Evaluation of partnerships for people and place: Birmingham Project
Think tank: City-REDI
Author(s): Various authors
July 31, 2024
This report from UK think tank City-REDI aims to capture learning and early impacts of the activities supported by Partnerships for People and Place funding in East Birmingham.
This evaluative assessment has been undertaken by City-REDI and the School of Education based at the University of Birmingham. It aims to capture learning and early impacts of the activities supported by Partnerships for People and Place (PfPP) funding in East Birmingham to improve young people’s access to relevant and meaningful careers information, advice, and guidance.
This report supplements the national evaluation of the PfPP programme completed by IPOS-Mori commissioned by Department for Levelling Up, Housing and Communities (DLUHC). PfPP supports place-based partnerships to:
trial new ways of working across local and central government and deliver innovative, locally led solutions to key challenges that communities face.
look at whether improved government structures, more flexible funding models and greater collaboration across the public sector could be effective in addressing specific issues in local areas.
The funding of the Birmingham PfPP project enabled testing of new approaches to careers advice, information and guidance and more general awareness of employment opportunities for young people in East Birmingham.

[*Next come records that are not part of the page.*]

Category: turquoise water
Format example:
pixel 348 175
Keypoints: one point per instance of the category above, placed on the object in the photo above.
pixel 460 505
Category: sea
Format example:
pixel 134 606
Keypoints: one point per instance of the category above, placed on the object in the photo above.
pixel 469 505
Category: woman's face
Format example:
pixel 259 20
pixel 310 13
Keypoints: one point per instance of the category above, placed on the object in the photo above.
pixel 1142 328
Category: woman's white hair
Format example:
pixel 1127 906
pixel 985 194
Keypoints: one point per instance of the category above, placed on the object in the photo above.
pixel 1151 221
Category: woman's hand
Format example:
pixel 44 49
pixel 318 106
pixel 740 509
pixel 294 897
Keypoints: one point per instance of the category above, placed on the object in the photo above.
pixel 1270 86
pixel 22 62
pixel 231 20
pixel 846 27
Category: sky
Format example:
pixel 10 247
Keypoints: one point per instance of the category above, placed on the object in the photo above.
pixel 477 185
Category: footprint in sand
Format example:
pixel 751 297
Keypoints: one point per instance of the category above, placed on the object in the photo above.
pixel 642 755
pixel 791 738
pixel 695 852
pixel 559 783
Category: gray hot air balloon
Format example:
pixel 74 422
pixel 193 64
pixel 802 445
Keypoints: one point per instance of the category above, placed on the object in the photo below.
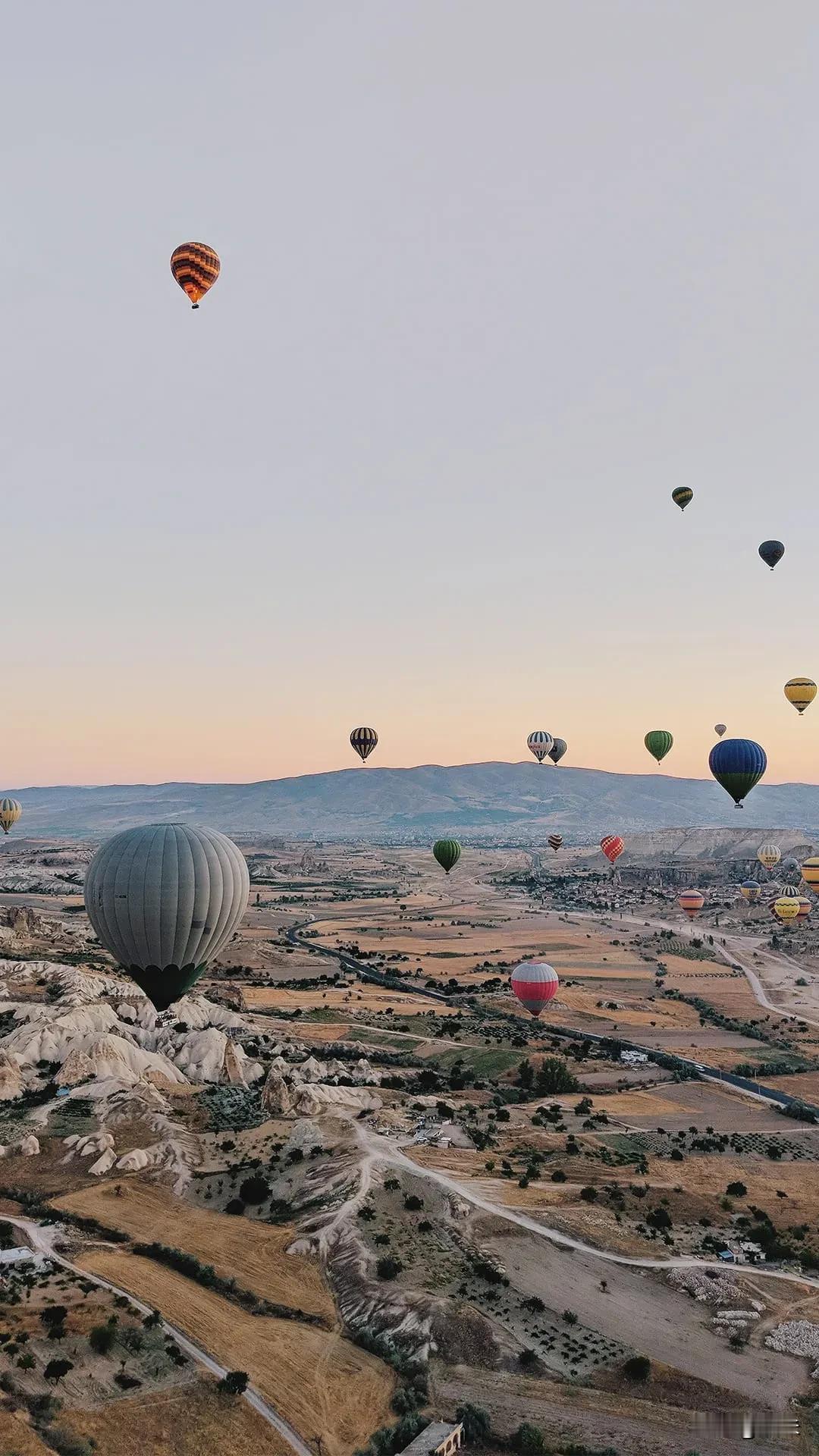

It aimed to raise awareness of a range of career pathways – including vocational career pathways – and reduce the risk of young people becoming NEET. Also funded was a complementary workstream investigating data sources available locally in Birmingham City Council and nationally (including from central government departments – such as the Department for Education [DfE], the Department for Work and Pensions and DLUHC) that have the potential to provide further information on, and relevant to, the experiences of young people transitioning from school into employment and, or further and higher education.